The disk space may become "Full" (100%) while using the switchover file system created on a shared class volume.

Resolution

The recovery procedure is shown below.

  1. Check the volume

    On a node which is not the target for the recovery, confirm that the volume containing the target file is stopped.

    Execute the following command on a node other than the recovery target.

    # sdxinfo -V -c class

    Example) When the class name is "c0" and the volume name is "v0"

    # sdxinfo -V -c c0
    OBJ    NAME    CLASS   GROUP   SKIP JRM 1STBLK   LASTBLK  BLOCKS   STATUS
    ------ ------- ------- ------- ---- --- -------- -------- -------- --------
    ...
    volume v0      c0      g0      off  on  131072   163839   32768    STOP
    ...

    Make sure that STATUS is STOP at the line which NAME is "v0."

  2. Start the volume

    On the target node for the recovery, execute the following command.

    # sdxvolume -N -c class -v volume

    Example) When the class name is "c0" and the volume name is "v0"

    # sdxvolume -N -c c0 -v v0
  3. Mount the file system

    On the target node for the recovery, execute the following command.

    Example) When the class name is "c0", the volume name is "v0", the file system type is "ext4", and the mount point is "/mnt"

    # mount -t ext4 /dev/sfdsk/c0/dsk/v0 /mnt
  4. Delete unnecessary files

    On the target node for the recovery, delete unnecessary data under <mount_point>.

  5. Unmount the file system

    On the target node for the recovery, execute the following command.

    Example) When the mount point is "/mnt"

    # umount /mnt
  6. Stop the volume

    On the target node for the recovery, execute the following command.

    # sdxvolume -F -c class -v volume

    Example) When the class name is "c0" and the GDS volume name is "v0"

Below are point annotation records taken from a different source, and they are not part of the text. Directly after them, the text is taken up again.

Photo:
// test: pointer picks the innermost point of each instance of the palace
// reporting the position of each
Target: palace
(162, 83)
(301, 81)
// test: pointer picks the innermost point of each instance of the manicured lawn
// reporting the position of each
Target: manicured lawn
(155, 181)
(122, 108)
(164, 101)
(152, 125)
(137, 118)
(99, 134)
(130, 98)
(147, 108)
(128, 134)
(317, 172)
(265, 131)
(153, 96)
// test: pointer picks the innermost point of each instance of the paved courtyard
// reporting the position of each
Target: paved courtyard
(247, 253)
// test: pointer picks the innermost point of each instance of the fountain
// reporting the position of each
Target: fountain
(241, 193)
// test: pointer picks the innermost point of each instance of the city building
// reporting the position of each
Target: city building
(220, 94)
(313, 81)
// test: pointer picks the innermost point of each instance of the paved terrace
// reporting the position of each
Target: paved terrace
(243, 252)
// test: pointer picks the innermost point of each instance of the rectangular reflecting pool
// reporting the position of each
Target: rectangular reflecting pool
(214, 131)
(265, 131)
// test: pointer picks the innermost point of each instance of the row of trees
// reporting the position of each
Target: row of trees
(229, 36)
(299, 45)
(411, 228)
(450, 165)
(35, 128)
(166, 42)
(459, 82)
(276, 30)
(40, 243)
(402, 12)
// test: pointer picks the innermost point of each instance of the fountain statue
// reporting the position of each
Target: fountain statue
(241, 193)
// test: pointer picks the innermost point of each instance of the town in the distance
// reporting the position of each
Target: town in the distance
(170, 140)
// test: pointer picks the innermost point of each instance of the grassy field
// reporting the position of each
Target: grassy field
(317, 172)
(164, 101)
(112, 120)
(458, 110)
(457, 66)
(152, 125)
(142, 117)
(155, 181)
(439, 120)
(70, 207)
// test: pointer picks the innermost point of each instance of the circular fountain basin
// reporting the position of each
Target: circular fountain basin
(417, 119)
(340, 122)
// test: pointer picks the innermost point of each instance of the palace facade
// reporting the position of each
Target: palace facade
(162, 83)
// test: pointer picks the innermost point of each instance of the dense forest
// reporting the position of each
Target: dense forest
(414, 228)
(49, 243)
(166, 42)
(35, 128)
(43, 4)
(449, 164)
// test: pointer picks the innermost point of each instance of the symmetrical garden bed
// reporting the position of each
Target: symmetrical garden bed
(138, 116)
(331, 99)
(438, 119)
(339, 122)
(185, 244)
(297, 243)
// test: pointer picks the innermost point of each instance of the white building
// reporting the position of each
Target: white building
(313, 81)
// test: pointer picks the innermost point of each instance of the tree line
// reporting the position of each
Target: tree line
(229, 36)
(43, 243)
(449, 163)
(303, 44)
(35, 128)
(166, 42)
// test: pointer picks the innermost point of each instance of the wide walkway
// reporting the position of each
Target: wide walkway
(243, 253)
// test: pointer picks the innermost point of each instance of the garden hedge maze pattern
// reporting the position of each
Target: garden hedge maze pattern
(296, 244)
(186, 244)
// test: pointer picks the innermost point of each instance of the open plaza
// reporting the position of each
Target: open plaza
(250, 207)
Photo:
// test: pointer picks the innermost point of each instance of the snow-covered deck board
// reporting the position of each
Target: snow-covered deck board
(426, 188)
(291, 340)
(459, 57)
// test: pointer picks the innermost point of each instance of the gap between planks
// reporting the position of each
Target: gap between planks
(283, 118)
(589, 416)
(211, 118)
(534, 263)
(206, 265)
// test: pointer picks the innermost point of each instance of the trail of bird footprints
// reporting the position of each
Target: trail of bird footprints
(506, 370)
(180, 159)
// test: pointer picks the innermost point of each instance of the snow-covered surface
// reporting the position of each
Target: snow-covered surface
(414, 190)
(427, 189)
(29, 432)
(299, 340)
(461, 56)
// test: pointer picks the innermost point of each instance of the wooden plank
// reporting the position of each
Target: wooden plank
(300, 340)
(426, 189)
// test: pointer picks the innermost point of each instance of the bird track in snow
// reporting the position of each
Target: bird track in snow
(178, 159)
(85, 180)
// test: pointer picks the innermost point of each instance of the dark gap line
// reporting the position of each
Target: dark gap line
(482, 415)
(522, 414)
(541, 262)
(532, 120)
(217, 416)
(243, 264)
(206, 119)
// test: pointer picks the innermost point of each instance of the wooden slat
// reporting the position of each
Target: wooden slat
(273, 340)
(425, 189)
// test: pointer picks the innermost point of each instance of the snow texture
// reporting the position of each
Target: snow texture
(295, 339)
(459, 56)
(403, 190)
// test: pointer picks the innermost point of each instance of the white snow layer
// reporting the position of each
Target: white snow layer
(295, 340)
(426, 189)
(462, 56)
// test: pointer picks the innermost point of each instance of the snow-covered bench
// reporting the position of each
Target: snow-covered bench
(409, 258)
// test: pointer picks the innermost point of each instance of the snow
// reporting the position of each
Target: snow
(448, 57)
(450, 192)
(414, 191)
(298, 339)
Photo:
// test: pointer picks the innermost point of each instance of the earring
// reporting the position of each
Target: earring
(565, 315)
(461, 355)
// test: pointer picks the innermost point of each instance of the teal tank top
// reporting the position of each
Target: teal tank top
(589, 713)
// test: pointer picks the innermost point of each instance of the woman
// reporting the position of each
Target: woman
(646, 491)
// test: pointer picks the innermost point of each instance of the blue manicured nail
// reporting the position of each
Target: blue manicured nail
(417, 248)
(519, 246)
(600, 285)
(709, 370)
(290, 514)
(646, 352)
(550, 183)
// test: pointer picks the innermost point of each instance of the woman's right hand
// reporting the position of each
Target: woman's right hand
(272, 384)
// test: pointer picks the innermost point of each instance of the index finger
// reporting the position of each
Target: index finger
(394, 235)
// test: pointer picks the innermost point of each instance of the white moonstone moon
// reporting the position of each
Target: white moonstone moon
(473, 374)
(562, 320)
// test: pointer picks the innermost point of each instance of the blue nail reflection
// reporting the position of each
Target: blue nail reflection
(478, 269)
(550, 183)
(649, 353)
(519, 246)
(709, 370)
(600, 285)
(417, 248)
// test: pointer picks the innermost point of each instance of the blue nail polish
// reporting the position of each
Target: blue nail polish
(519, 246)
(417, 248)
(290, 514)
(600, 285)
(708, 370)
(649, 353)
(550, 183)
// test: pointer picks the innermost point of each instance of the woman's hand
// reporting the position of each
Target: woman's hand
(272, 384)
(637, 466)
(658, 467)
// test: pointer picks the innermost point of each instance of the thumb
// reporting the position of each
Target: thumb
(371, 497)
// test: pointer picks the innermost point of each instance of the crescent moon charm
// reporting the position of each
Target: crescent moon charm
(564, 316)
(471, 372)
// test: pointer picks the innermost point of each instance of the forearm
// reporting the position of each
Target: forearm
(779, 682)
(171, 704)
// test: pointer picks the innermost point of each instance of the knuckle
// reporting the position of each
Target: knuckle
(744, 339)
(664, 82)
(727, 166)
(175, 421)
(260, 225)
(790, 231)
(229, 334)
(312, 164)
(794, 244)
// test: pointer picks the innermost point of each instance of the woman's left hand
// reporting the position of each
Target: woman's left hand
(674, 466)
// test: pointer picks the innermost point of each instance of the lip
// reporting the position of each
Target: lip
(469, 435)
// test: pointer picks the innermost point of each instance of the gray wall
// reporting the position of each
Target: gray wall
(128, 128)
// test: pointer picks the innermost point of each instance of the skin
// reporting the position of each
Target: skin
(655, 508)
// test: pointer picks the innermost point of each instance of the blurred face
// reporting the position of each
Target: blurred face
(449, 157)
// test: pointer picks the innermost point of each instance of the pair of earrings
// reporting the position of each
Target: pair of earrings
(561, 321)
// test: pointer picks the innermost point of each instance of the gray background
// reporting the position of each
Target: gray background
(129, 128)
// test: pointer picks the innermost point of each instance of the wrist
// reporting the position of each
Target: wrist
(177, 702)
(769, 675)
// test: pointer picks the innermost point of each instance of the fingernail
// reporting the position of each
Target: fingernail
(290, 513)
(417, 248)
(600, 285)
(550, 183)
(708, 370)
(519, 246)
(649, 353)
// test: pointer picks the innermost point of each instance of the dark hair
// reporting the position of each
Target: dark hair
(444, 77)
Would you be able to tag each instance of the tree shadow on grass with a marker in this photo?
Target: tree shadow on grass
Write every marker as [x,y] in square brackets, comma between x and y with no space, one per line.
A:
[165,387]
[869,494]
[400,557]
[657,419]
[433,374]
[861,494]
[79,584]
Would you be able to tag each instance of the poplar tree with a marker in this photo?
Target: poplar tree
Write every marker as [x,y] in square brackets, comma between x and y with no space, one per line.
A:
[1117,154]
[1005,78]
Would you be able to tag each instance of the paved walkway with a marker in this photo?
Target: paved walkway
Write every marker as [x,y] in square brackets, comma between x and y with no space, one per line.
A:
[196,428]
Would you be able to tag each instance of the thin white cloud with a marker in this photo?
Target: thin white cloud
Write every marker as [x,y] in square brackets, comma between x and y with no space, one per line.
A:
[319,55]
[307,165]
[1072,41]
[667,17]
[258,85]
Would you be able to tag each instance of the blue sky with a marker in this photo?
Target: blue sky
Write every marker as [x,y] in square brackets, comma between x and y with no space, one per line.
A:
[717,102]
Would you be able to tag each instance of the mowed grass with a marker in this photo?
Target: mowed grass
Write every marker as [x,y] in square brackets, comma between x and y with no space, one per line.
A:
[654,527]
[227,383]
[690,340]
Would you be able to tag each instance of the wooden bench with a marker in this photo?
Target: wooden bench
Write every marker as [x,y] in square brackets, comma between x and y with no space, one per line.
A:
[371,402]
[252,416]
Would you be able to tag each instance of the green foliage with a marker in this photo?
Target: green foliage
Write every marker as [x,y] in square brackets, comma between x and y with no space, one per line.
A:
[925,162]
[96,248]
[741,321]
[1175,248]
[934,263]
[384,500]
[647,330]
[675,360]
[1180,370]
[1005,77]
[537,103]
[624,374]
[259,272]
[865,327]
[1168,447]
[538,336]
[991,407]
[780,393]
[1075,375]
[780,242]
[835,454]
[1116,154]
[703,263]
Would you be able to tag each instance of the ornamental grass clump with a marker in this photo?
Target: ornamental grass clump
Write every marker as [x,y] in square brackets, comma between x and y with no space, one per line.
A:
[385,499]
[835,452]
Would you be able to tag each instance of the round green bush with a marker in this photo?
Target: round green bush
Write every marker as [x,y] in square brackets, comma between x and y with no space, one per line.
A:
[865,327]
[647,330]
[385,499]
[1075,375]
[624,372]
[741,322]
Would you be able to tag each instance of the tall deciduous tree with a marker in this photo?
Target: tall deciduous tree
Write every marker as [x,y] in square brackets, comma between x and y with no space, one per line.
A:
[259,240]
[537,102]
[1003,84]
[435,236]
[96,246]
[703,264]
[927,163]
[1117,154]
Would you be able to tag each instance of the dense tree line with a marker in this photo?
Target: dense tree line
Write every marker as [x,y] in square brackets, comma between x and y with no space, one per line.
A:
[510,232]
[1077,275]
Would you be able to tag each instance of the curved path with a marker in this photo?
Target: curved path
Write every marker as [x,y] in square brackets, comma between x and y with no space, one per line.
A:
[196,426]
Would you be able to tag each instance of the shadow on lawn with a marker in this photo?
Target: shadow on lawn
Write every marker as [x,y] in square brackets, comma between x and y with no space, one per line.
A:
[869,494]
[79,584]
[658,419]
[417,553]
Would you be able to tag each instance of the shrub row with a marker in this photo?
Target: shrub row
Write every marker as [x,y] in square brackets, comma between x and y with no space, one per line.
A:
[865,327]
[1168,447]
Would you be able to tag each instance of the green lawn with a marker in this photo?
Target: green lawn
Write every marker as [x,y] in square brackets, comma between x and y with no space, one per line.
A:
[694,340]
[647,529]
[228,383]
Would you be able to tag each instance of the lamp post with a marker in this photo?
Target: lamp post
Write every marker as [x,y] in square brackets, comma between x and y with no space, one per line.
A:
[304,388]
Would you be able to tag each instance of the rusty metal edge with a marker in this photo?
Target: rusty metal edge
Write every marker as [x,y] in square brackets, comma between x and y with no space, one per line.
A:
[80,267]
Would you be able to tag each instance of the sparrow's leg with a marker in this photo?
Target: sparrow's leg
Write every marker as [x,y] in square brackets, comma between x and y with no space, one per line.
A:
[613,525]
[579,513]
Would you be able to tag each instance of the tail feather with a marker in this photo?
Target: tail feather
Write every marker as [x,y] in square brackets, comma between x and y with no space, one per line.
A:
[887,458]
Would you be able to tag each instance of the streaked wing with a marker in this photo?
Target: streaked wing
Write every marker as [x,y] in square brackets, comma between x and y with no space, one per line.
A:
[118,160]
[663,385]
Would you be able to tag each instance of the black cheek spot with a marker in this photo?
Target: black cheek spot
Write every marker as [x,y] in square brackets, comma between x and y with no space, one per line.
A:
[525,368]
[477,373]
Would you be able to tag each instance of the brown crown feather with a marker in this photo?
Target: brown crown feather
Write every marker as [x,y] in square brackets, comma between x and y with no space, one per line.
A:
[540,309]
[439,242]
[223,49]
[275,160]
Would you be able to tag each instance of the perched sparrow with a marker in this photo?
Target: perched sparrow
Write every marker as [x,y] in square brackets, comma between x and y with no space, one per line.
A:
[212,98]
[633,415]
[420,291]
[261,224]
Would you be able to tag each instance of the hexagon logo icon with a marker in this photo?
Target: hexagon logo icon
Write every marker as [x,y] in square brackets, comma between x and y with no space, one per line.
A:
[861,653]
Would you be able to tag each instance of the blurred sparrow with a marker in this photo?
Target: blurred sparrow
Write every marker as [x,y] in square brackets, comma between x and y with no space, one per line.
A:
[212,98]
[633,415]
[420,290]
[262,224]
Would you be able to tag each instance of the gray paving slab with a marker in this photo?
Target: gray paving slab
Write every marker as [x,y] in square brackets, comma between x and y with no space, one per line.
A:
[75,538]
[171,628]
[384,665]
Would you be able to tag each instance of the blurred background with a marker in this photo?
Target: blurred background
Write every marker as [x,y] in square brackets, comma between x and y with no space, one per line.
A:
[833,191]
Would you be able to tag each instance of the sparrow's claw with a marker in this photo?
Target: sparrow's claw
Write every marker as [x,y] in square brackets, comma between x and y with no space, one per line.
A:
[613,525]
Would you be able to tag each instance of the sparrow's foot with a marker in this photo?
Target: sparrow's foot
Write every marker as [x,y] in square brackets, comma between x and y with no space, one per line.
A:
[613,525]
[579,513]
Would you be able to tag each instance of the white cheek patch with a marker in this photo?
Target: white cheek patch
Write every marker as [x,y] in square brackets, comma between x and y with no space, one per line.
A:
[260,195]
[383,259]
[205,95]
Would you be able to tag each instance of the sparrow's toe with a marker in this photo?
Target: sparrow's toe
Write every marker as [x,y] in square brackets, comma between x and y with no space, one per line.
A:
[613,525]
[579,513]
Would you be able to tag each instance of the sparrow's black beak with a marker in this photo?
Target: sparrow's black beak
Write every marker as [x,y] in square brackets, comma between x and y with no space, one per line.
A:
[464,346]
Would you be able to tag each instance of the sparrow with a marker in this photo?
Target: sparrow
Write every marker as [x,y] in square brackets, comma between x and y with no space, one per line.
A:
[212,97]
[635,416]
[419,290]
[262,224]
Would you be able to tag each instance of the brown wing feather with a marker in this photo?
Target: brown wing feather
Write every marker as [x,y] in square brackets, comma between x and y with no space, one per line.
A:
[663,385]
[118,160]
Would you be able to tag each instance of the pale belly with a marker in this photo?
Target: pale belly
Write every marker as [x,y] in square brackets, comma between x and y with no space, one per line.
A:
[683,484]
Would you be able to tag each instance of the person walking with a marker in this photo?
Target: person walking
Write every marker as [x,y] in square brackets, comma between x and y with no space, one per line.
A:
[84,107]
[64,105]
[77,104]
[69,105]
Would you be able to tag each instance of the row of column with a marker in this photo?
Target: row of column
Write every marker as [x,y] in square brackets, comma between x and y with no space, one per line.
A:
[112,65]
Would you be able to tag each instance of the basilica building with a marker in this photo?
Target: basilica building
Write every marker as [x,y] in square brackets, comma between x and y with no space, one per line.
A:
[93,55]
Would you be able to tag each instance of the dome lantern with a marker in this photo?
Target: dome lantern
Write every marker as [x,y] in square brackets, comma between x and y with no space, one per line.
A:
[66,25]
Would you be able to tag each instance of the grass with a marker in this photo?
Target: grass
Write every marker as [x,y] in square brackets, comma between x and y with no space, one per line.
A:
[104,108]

    # sdxvolume -F -c c0 -v v0
  7. Clear the "Faulted" state of the cluster application

    Execute the following command on all nodes which compose the cluster.

    # hvutil -c userApplication_name

    Example) When the cluster application name is "app1"

    # hvutil -c app1
  8. Start the cluster application

    Execute the following command on an active node.

    # hvswitch userApplication_name SysNode

    Example) When the cluster application of node 1 is "app1"

    # hvswitch app1 node1RMS

See

For the hvutil and hvswitch commands, see the hvutil(1M) and hvswitch(1M) manual pages.